Ayat tersebut diatas mendorong Umat Islam untuk pandai membaca, berfikir dan berkreasi. semakin
banyak membaca, semakin banyak manfaat yang diperoleh. Ilmu akan bertambah, bahasa makin baik,
dan wawasan makin luas. Bacalah alam ini. Bacalah Al Qur'an ini. Bacalah buku-buku ilmu pengetahuan.
Jadi, membaca merupakan kunci pembuka untuk mempelajari ilmu pengetahuan.

Islam sangat menghargai ilmu pengetahuan sebagaimana yang dicerminkan dalam wahyu pertama yang
diturunkan kepada Nabi Muhammad SAW tersebut diatas. Begitu besar perhatian Islam terhadap ilmu
pengetahuan, sehingga setiap orang Islam baik laki-laki maupun perempuan diwajibkan untuk menuntut
ilmu.

Sabda Nabi : "Mencari ilmu itu wajib bagi setiap orang Islam laki-laki dan perempuan" (HR. Ibnu Abdil
Bar). Dimanapun ilmu berada, Islam memerintahkan untuk mencarinya. Sabda Nabi: "Carilah ilmu
meskipun di negeri Cina" (HR Ibnu 'Adi dan Baihaqi). Menuntut ilmu dalam Islam tidak berhenti pada
batas usia tertentu, melainkan dilaksanakan seumur hidup. tegasya dalam hal menuntut ilmu tidak ada
istilah "sudah tua". Selama hayat masih dikandung badan, manusia wajib menuntut ilmu. Hanya caranya
saja hendaklah disesuaikan dengan keadaan dan kemampuan masing-masing. Perintah menuntut ilmu
sepanjang masa ini diterangkan dalam Hadits Nabi SAW. "Carilah ilmu sejak buaian sampai ke liang
lahad".

Dengan memiliki ilmu, seseorang menjadi lebih tinggi derajatnya dibanding dengan yang tidak berilmu.
Atau dgn kata lain, kedudukan mulia tidak akan dicapai kecuali dengan ilmu.

Firman Allah SWT : "Niscaya Allah akan meninggikan orang-orang yang beriman diantara kamu dan
orang-orang yang diberi ilmu pengetahuan beberapa derajat" (Al Mujadilah : 11)

Dan firman Allah SWT : "Adakah sama orang-orang yang mengetahui dengan orang-orang yang tidak
mengetahui" (Az-Zumar : 9). Sementara itu, penghormatan terhadap penuntut ilmu dijelaskan pula
dalam beberapa Hadits Nabi SAW. diantaranya : "Tidaklah suatu kaum berkumpul disalah satu rumah
Allah, sambil membaca al Qur'an dan mempelajarinya kecuali mereka dinaungi oleh para malaikat,
mereka diberikan ketenangan, disirami rahmat dan selalu diingat Allah".

"Sesungguhnya, malaikat akan meletakkan sayapnya (menaungi) pada pencari ilmu karena senang apa
yang sedang dituntutnya".

Menurut hadits tersebut diatas, tempat-tempat majlis ilmu itu dinaungi malaikat, diberikan ketenangan
(sakinah), disirami rahmat dan dikenang Allah di singgasana-Nya. Begitulah penghormatan yang
diberikan kepada orang-orang yang menuntut ilmu pengetahuan itu.

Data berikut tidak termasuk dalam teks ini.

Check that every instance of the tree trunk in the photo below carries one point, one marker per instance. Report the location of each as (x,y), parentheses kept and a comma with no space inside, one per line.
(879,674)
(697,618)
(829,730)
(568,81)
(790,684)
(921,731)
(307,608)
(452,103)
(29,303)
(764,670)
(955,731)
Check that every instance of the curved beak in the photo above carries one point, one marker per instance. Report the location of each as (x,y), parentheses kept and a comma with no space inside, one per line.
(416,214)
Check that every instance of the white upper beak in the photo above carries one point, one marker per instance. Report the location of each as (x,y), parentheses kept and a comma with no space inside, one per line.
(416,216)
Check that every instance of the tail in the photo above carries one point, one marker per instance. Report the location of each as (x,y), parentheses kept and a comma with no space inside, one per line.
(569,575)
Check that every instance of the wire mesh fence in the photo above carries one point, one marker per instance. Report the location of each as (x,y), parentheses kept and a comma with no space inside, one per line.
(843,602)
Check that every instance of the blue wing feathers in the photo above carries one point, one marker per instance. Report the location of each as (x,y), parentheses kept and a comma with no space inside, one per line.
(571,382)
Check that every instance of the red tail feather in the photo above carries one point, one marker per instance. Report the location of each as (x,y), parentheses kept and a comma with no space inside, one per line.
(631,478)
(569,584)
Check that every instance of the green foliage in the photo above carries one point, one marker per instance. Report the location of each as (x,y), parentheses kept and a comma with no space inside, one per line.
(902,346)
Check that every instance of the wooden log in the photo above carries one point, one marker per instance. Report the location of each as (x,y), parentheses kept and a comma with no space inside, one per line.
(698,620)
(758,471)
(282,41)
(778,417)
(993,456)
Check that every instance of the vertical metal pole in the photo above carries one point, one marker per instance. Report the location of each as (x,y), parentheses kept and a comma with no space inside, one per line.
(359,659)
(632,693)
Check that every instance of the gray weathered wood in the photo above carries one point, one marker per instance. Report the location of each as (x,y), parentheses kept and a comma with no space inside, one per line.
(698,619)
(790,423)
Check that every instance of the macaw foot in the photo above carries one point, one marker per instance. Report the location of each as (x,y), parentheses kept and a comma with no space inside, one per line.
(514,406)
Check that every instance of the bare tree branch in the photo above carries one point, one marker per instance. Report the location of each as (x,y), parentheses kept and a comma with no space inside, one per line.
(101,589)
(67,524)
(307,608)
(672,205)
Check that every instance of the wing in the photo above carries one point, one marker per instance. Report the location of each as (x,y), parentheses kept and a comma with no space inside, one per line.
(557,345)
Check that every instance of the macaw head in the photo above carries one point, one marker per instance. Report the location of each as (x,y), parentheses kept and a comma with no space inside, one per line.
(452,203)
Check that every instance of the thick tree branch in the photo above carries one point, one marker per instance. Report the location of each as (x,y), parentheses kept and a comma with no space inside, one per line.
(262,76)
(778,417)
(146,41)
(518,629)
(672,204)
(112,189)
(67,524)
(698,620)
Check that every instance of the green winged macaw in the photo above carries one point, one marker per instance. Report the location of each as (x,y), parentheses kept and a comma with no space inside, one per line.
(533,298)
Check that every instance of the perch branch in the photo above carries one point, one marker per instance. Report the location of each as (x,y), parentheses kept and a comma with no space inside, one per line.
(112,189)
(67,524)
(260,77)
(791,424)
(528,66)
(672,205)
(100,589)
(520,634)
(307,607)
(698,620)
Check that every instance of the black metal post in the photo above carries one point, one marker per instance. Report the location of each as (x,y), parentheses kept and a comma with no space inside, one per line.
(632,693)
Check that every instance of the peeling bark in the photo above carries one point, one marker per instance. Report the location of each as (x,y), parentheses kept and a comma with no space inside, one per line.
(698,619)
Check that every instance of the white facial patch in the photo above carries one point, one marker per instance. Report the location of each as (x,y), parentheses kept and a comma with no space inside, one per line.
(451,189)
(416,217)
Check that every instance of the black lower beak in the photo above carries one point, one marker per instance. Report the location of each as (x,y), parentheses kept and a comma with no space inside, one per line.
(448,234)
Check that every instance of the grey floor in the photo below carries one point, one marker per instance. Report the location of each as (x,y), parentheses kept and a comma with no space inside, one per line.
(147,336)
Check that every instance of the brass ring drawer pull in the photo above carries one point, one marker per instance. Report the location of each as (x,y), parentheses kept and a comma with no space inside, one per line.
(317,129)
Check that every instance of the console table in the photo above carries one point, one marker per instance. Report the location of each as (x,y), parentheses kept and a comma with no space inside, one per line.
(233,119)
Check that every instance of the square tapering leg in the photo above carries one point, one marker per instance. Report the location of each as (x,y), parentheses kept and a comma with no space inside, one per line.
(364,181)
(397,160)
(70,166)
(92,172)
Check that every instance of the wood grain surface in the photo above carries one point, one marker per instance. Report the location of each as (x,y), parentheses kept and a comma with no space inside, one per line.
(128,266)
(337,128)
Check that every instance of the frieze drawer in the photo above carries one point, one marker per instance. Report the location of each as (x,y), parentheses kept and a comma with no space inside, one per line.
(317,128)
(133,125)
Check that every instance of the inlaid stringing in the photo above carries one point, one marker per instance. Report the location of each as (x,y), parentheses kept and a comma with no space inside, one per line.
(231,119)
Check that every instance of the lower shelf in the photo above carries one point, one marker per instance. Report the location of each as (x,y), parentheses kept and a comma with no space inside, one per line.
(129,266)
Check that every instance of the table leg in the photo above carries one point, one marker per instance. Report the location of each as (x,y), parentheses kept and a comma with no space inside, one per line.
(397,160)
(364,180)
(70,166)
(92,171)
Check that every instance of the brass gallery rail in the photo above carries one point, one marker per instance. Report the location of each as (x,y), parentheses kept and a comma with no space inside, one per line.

Ilmu menurut pandangan Islam adalah tiang. Pondasi bagi kebangkitan suatu bangsa, tonggak
kebudayaan dan sarana untuk mencapai kemajuan baik bagi individu ataupun kelompok masyarakat
Mukjizat Rasullah saw yang paling agung adalah al-Quran yang mulia, yang mengarahkan manusia
menuntut ilmu, menggunakan akal dan pikiran, menghargai tulis menulis, membaca, penelitian dan
mengarahkan umat manusia pada keluhuran akhlak dan budi pekerti. Sesuai dengan firman Allah dalam
surat Al-alaq(96):1-5 yang artinya, bacalah dengan (menyebut) nama Tuhanmu yang menciptakan. Dia
telah menciptakan manusia dari segumpal darah. Bacalah! Dan Tuhanmu yang maha pemurah yang
mengajarkan manusia dengan perantara pena dia mengajarakan pada manusia apa yang telah
diketahuinya.
Manusia menjadi makhluk yang paling mulia bila dibandingkan dengan makhluk lain. Karena ia
memiliki ilmu. karena itu manusia yang paling mulia adalah manusia yang paling banyak memiliki ilmu
dan yang paling banyak mengamalkannya dalam kehidupan sehari-hari.

Ilmu Memperkuat Iman


lmu pengetahuan dapat memperluas cakrawala dan memperkaya bahan pertimbangan dalam segala
sikap dan tindakan. Keluasan wawawasan, pandangan serta kekayaan informasi akan membuat
seseorang lebih cenderung kepada obyektivitas, kebenaran dan realita. Ilmu yang benar dapat dijadikan
sarana untuk mendekatkan kebenaran dalam berbagai bentuk. Tentunya bagi seorang muslim, dibalik
wajah-wajah kebenaran itu tersirat kebenaran yang mutlak adalah Allah SWT. Dengan kata lain, ilmu
yang benar mendorong seseorang beriman kepada Allah SWT. Bahkan lebih dari itu, ilmu yang benar
dapat pula memperkuat dan meningkatkan keimanan seseorang. Ilmu dapat memperkuat iman, dan
iman melahirkan kepatuhan dan tawadhu' kepada Allah SWT.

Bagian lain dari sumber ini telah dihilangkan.